Капитан, он же владелец судна, был несказанно удивлён, как далеко в открытое море вынесло льдину. Шхуна шла рейсом Стокгольм – Копенгаген, весьма редким в это время года. И спасение потерпевших бедствие русских купцов признали не чем иным, как промыслом Божьим.
Благородный баск любезно согласился высадить пострадавших в первом же лежащим на пути шхуны порту, каковым и являлся Копенгаген. Капитану вполне хватило два десятка слов, изъяснивших причину появления подданных Российской империи в центре Балтики. К тому же он любезно предложил доставить нежданных пассажиров совершенно бесплатно, выделил им вполне сносную каюту и предоставил обеды, на которые в условиях моря было грех жаловаться.
Дул попутный ветер, шхуна на всех парусах неслась на запад, до окончания путешествия оставалось всего лишь несколько суток.
* * *
Генеалогическое древо Себастьяна Иглесиаса с давних времён пустило свои крепкие корни в каменистую землю Басконии. Все его предки по отцовской линии были компрачикосами и знаменитыми баскскими пиратами.
Среди разных направлений коммерции, они всё – таки предпочитали торговлю людьми. Дело хоть и хлопотное, но весьма прибыльное.
В ряду этих достойных господ, папаша Себастьяна выглядел шикарным бриллиантом в очень даже приличной оправке. Отсиживаясь при необходимости в неприступных горах Басконии, в окрестностях Бильбао, он в удачный момент коршуном набрасывался на бороздящие Бискайский залив торговые судна, не щадя никого.
Бывало, что Мадрид, не на шутку обеспокоившись бесчинствами басков, резко усиливал патрули в Бискайском заливе. Риск не оправдывал себя, и любители лёгкой наживы уходили за Гибралтар, где их, как им казалось, ждали богатейшие прибрежные селения Алжира, Туниса, Ливии. Уж здесь – то было где развернуться.
Любые убийства и грабежи без малейшего сомнения являлись актами непримиримой, священной борьбы за истинную веру. В общем, каждый рейд вполне можно было воспринимать как маленький крестовый поход. А тут, как говорится, и взятки гладки. Порой досаждали местные пираты. Но у каждой профессии свои издержки. Волков бояться – в лес не ходить!
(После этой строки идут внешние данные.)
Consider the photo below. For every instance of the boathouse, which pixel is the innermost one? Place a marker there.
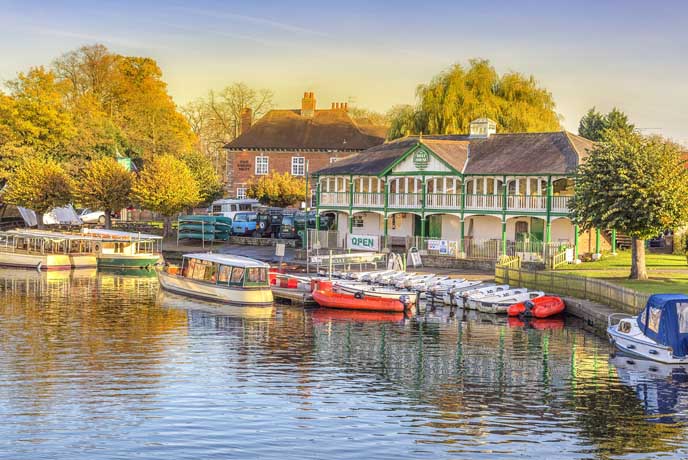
(484, 186)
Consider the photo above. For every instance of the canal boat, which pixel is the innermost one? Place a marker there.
(659, 332)
(540, 307)
(46, 250)
(224, 278)
(119, 249)
(500, 303)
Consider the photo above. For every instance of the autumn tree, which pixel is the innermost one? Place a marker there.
(166, 186)
(39, 183)
(593, 124)
(634, 184)
(207, 180)
(277, 189)
(455, 97)
(104, 184)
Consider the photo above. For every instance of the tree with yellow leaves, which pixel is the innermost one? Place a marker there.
(104, 184)
(277, 189)
(166, 186)
(39, 183)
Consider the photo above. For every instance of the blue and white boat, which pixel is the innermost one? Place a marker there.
(659, 332)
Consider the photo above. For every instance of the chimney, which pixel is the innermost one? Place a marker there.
(246, 119)
(308, 105)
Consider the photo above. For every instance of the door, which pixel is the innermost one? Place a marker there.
(434, 227)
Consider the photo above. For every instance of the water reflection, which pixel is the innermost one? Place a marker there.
(104, 365)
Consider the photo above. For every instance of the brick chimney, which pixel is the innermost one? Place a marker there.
(246, 119)
(308, 105)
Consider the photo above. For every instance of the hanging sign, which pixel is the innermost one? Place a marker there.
(363, 242)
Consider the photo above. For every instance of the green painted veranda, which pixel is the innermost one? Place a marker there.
(634, 184)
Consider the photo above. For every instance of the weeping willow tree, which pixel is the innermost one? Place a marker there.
(455, 97)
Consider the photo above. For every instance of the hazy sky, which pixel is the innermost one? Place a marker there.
(629, 54)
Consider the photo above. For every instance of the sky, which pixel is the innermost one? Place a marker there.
(626, 54)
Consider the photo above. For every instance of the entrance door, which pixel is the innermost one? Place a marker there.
(434, 226)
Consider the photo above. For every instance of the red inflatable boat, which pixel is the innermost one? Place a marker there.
(539, 307)
(331, 299)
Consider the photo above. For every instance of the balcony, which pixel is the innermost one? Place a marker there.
(448, 201)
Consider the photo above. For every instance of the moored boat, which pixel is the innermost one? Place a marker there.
(540, 307)
(224, 278)
(659, 332)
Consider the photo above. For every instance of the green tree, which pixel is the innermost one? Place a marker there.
(594, 124)
(39, 183)
(104, 184)
(166, 186)
(277, 189)
(634, 184)
(207, 180)
(455, 97)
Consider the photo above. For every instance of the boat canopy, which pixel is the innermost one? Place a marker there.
(665, 320)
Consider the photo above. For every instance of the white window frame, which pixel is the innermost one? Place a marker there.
(298, 166)
(262, 165)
Во время войны за Австрийское наследство, в которой Испания играла далеко не последнюю роль, баскские пираты получили негласную команду грабить и убивать. Именно при таких обстоятельствах дочь прекрасной Франции, совсем ещё юная графиня де Брюсси стала пленницей безжалостных авантюристов.
Жизнь всегда полна неожиданностей. Будущий папаша Себастьяна безумно влюбился в пленённую графиню, восхищённый её неземной красотой. Но гордая дворянка не спешила разделить чувства дикаря. Измождённая тоской и отчаянием, она умерла в родах. Спустя семь лет в прибрежной таверне тесак пьяного матроса сделал Себастьяна полным сиротой. Воспитанием отпрыска занялись родственники.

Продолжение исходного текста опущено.